La diminuzione dell’acetilcolina a livello cerebrale è il principale fattore alla base della perdita della memoria nell’anziano. I moderni farmaci della medicina ufficiale vertono tutti ad aumentare la concentrazione di questa preziosa sostanza, si chiamano farmaci anti acetilcolinesterasici e danno risultati clinici molto modesti. In concreto sono utili nel mantenere la memoria, il pensiero, la capacità di parlare e svolgere delle semplici attività quotidiane per tempi brevi e transitori (alcuni mesi) ma purtroppo non possono invertire la progressione della malattia.
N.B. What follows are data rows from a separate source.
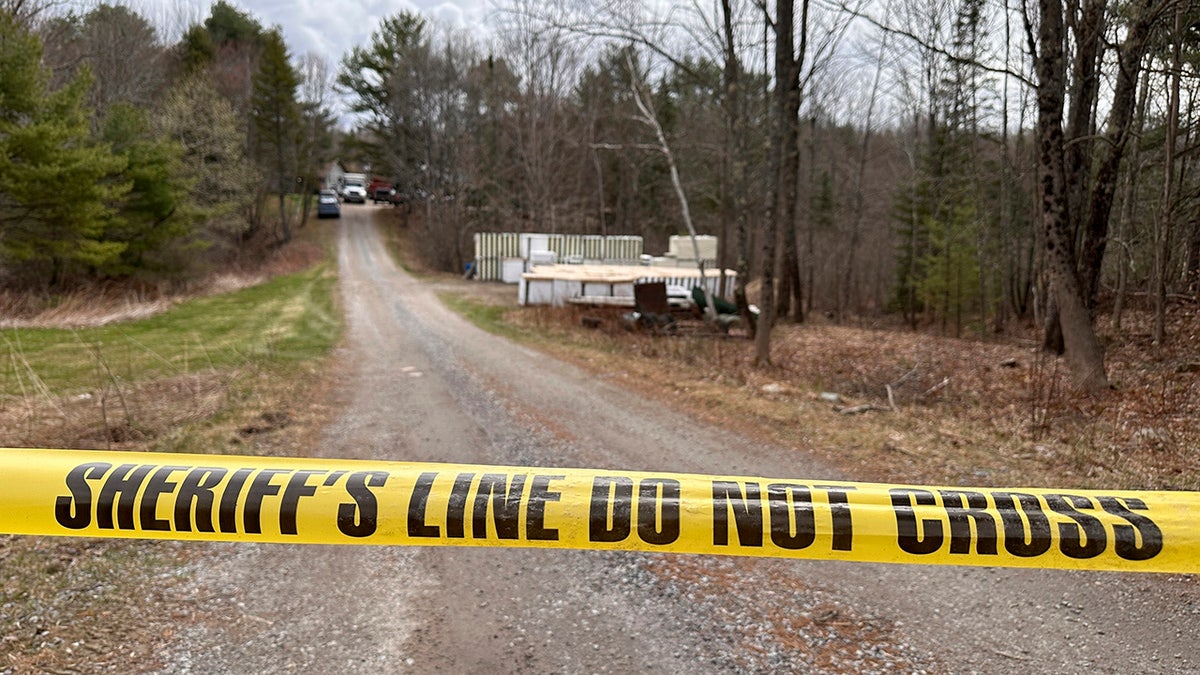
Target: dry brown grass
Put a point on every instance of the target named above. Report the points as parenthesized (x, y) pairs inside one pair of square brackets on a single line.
[(966, 412), (130, 300)]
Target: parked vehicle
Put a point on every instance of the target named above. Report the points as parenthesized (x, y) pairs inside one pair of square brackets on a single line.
[(383, 196), (328, 205), (354, 187)]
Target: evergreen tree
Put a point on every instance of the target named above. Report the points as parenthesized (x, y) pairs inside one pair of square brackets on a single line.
[(213, 162), (150, 217), (57, 184), (275, 119)]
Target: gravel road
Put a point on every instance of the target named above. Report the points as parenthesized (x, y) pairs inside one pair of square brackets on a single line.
[(420, 383)]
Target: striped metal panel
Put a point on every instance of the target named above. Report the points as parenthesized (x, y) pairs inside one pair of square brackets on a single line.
[(623, 248), (491, 249)]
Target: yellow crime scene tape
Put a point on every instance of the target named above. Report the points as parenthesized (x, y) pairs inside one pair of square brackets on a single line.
[(318, 501)]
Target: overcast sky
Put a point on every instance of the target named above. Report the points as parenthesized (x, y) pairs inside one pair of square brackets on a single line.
[(333, 27)]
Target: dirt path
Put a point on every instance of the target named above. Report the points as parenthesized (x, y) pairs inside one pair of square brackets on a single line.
[(419, 383)]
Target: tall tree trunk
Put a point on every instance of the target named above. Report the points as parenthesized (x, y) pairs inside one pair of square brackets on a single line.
[(1085, 358), (1164, 221), (736, 148), (785, 59), (1116, 137)]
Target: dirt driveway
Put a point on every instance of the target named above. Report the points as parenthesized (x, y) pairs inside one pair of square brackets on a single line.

I più utilizzati e conosciuti sono il Donezepil, la Rivastigmina, e la Galantamina che deriva dal Narciso.
Gingko Biloba
Il Ginkgo Biloba, molto utilizzato come integratore alimentare, ha un’azione del tutto sovrapponibile a quella del Donezepil come inibitore dell’acetil-colinesterasi ma con effetti collaterali minimi. Avrebbe un’azione antiaggregante, vasodilatatrice, antiossidante e rimozione dei radicali acidi,” Chan, Courrent Therapy” 2009.
In un lavoro pubblicato su “JAMA” 1997, vengono riportati dei risultati positivi nel trattamento con 120 mg/dì di Ginkgo per 52 settimane in pazienti con lieve o moderato deficit cognitivo e in Alzheimer conclamato. Le ultime revisioni della letteratura non concordano con questi risultati.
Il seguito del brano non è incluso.